Genie

Inspired by the Gender Gap Tracker developed by Simon Fraser University, at LA NACION's Machine Learning Lab we decided to develop an AI model to track the gender gap in news articles in Spanish.

🔗 View Project

My Image

We developed an AI model to track the gender gap in news articles in Spanish by identifying the feminine, masculine, or non-binary gender of sources and quotes in its original content.

We worked on building the model based on a Natural Language Processing (NLP) division of Artificial Intelligence, utilizing the Python language. For person recognition, we employed the Spacy library in Spanish.

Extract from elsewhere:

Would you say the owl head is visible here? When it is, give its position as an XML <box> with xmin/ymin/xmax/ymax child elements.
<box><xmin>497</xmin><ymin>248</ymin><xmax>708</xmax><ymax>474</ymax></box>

The gender determination process involves consulting various databases and APIs that relate names to genders, such as Wikidata and RENAPER (National Registry of Persons of Argentina), which provided 50 million records through a request for access to public information (FOIA). Besides determining the gender of individuals, the tool also identifies quotations and verbs used.

My role

As the product owner of the project, I not only coordinated the overall development but was also actively involved in building the AI model. I collaborated closely with data scientists and developers to design and implement the Natural Language Processing algorithms, leveraging the Spacy library for Spanish language processing. My role encompassed both overseeing the project's progress and directly contributing to the creation of the model, ensuring its accuracy in determining gender and extracting relevant data from articles.

Impact

The impact of the Genie project has been significant in fostering gender awareness within the newsroom. Since its launch, the tool has been integrated into several editorial sections, including Community, Society, and Culture, among others. By processing over 66,000 articles and analyzing around 136,000 individuals by gender, the project has provided valuable insights into the gender balance of news coverage, helping journalists make data-driven decisions to improve representation and inclusivity in their reporting.